Do you have any empathy for Frank?

I do. But I never like to judge the character. I just have to leave my feelings of pity, or fear, about a character – whatever I feel towards the character, I try to leave to one side. It’s good to have them, but it doesn’t help me. I can’t act those things. I just to play the character as truthfully as I can. But … (Pauses) How do I feel about Frank? I feel like he’s very tragic and I feel very sorry for him. A lot of what he does is reprehensible, but I understand it. I don’t want to just create a psycho who’s just losing the plot. I’m trying to portray him as a man who’s stuck in a real, real rut, who’s just lashing out. Because, as you do, he’s lashing out at the people closest to him, I think. He’s got so much rage and such desperation to get out of the situation he’s in.
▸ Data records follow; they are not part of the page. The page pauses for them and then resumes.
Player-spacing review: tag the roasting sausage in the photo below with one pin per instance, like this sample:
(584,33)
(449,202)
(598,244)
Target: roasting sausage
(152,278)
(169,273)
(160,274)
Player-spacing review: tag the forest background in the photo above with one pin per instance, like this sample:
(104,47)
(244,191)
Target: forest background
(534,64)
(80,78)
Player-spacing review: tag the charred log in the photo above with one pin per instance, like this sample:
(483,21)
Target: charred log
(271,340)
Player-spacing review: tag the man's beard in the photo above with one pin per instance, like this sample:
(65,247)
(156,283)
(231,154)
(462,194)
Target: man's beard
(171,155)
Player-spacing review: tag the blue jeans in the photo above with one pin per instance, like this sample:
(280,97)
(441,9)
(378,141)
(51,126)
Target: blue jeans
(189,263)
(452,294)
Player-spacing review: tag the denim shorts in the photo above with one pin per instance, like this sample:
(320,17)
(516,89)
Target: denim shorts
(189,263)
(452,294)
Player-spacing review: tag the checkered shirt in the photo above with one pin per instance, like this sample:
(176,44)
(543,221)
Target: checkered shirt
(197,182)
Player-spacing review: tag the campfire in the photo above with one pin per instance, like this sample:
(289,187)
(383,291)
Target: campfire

I don’t know about the original film – because, as I said, I haven’t seen it – but as for my Frank, I feel like he’s a man that’s elsewhere. He’s somewhere else. He’s not always there. In his eyes, he’s not present. He was a dreamer once upon a time, but he’s got stuck in something he didn’t want to get stuck in, and he’s at an age where he’s started thinking, “I’ve got to stop this, otherwise this will be my life.”

 

Is it easy to switch off from being him?

No. I get home and I feel kind of wired and full of this helpless, frustrated rage! (Laughs) I want to beat things up, so I just go home and hit pillows with golf clubs for about an hour, and then I’m wrecked. 

 

The original Pusher was the start of a trilogy. Do you see this story continuing?

I’m sure it could, I guess. There’s quite an ambiguous ending for Frank. It’s not quite crystal clear what’s going to happen to him, although it’s pretty obvious.

 

You’ve also made a lot of comedies. Is it important for you, as an actor, to mix things up?

Yes, very much. I’ve never wanted to get stuck doing one thing, which is why I left ‘Coupling’ when I did, because I just didn’t want to be a TV sitcom actor. It was a great experience, it launched me, and I’m very, very grateful for it, but I never just wanted to be that. There was so much I wanted to achieve and do. And there’s so much I might still do.

 

So which do you prefer: comedy or drama?

Well, comedy is generally easier. It’s not easier to do, it’s much harder, but it doesn’t churn you up in the same way that something like Pusher does. (Laughs) You don’t get churned up about knob gags!